Why do we Need Randomised Controlled Trials? David Torgerson Director, York Trials Unit
What works? • In most areas, education, health, criminal justice, etc, we want to know WHAT or WHETHER something works. • Do ‘bootcamps’ reduce criminal behaviour? • Are teaching volunteers effective? • Are computers effective at improving literacy and numeracy? • Of secondary importance is HOW.
The WHAT question • The ONLY way we can find out whether something works or not is by using a RANDOMISED CONTROLLED TRIAL. • All other evaluative methods are INFERIOR ways of answering the WHAT question and some cannot answer it at all (e.g., qualitative research).
Structure of Session • Randomised Controlled Trials ARE the ‘gold-standard’ evaluation method. • What is wrong with other research methods? • Why should we do trials
Clinical Practice in the 18th Century • "It is incident to physicians, I am afraid, beyond all other men, to mistake subsequence for consequence." Samuel Johnson, 1734
Background • Traditionally most interventions have been evaluated using a pre-test post-test or before and after design. • Participants are tested treated and then tested again any improvements are attributable to the intervention. • Currently this is probably the most POPULAR evaluative method in most fields.
Who uses before and after? • Policy makers • Teachers assessing individual children. • Action researchers. • Parents • Lecturers • We all do.
Problems • Problems include: • Temporal changes; • Regression to the mean.
Temporal Change • Self-learning irrespective of teaching occurs. • As children mature they will become better at learning. • Any intervention or treatment is mixed up with these temporal changes difficult to disentangle.
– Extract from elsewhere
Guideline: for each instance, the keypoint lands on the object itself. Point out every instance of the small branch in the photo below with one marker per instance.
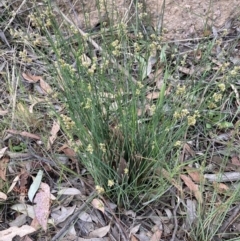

Changes in Outcomes • If we measured outcome on public examination results we will see an improvement. Is this because the intervention has worked? Or is it because exams have got easier? Or have children become more intelligent? • Without a control group we CANNOT know.
Regression to the Mean • As well as temporal changes before and after studies are confounded by a statistical phenomenon known as ‘Regression to or towards the mean’
Regression to the mean • This is a GROUP phenomenon and occurs when the group are measured with an inexact measurement tool and then remeasured. Those individuals with ‘extreme’ values will have a high probability of regressing towards the mean on the second measurement.
History of RTM • Galton’s work from 1869 started to provide the understanding of the phenomenon. • By 1886 Galton had described the phenomenon among the heights of children and their parents (children of tall parents tend to be shorter and vice versa – regression to mediocrity).
Economists and RTM • “I suspect that the regression fallacy is the most common fallacy in the statistical analysis of economic data” Milton Friedman 1992
Marking Exam Scripts • For MSc in Health Sciences system of double marking markers are blind to student identity and the other marker’s mark. • There is a tendency to disagree with marks at the extreme of the distribution. • Explanation: Regression to mean.
Did the Amnesty work? • Unclear, the year preceeding the amnesty had a large, unexpected, increase in offences, we would expect through regression to the mean that in the following year the rate of increase would ‘regress’ back to towards the ‘average’ annual increase.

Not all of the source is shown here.